Les gardiens de la mosquée chiite Al-Zahra de Kirkouk, dans le nord de l'Irak, ont réussi à neutraliser in extremis un jeune homme qui s'apprêtait, le 1er mai dernier, à faire exploser sa ceinture piégée lors de la prière du vendredi. Les photos de leur intervention sont publiées sur Internet.

Le kamikaze, Ammar Afif Hamada, un Syrien âgé de 16 ans, aurait été missionné par Abou Omar al-Baghdadi, chef d'Al-Qaïda en Irak (Al-Qaïda est un réseau terroriste sunnite salafiste). Il a ouvert le feu en direction d'un gardien de la mosquée, le blessant à l'épaule, alors qu'il pénétrait dans la mosquée en criant "Allah est grand !" Les autres gardiens, des Turkmènes chiites, sont parvenus à le neutraliser et à le livrer à la police, qui a désamorcé sa ceinture d'explosifs. Aux policiers, le jeune kamikaze a avoué avoir reçu un entraînement militaire dans la ville syrienne de Homs.

La province de Kirkouk compte plusieurs communautés : une majorité de Kurdes, des Turkmènes, qui se considèrent comme les habitants historiques de la région, des Assyro-chaldéens (chrétiens) et des Arabes, souvent arrivés lors de la politique d'arabisation forcée décrétée par Saddam Hussein. Toutes ces communautés se disputent le pouvoir.

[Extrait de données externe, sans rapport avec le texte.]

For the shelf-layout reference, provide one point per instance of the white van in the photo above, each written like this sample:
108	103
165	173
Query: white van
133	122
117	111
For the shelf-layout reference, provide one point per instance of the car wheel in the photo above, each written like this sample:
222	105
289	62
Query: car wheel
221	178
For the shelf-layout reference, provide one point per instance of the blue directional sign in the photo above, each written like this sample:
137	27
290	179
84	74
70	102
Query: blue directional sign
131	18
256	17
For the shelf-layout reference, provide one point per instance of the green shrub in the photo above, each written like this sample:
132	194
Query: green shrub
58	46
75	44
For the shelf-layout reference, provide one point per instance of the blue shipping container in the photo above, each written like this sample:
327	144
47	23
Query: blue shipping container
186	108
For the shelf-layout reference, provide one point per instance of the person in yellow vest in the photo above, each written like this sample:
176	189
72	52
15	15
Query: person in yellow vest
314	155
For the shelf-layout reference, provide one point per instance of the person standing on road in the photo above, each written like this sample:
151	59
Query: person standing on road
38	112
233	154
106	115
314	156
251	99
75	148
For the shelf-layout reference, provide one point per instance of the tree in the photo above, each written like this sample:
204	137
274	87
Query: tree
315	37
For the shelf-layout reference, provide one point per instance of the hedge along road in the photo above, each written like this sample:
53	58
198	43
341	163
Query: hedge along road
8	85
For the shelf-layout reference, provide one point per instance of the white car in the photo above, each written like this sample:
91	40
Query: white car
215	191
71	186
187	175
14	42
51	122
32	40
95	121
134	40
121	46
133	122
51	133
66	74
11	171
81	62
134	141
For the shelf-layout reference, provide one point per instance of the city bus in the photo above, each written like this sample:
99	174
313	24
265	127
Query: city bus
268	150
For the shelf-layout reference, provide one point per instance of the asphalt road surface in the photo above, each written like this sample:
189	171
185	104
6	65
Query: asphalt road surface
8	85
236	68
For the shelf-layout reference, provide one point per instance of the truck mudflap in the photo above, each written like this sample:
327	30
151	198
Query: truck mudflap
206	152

Des élections provinciales avaient eu lieu le 31 janvier dernier dans 14 provinces irakiennes, mais pas dans les trois provinces kurdes du nord du pays, ni dans celle, voisine, de Kirkouk. Les élections prévues le 25 juillet prochain dans ces provinces pourraient être précédées d'une vague de violences.

Les photos de l'arrestation

Photos publiées sur nahrain.com. Selon ce site, certaines de ces photos ont été prises par les gardiens de la mosquée et des fidèles avec leurs téléphones portables. Les plus nettes sont extraites de la vidéo tournée par les forces de la police de Kirkouk arrivées un peu plus tard sur les lieux.

"Tous les attentats récents dans la province de Kirkouk ont visé des membres de la minorité turkmène"

Ahmet Hasim est un journaliste turkmène correspondant de nahrain.com à Kirkouk.

 

Il ne s’agit pas du premier attentat avorté. Il y a deux mois, un kamikaze a été arrêté dans la zone commerciale d’une autre ville de la province de Kirkouk. Il portait une ceinture piégée et s’apprêtait à descendre de sa voiture. Chose intrigante, tous les attentats récents dans la province de Kirkouk ont visé des membres de la minorité turkmène, qu’ils soient chiites ou sunnites, alors qu’ils n’ont même pas de milice armée.

 

Depuis 2003, les Kurdes tentent de changer les équilibres à Kirkouk, afin de rattacher cette province au Kurdistan irakien. Kirkouk est la province irakienne la plus riche en pétrole.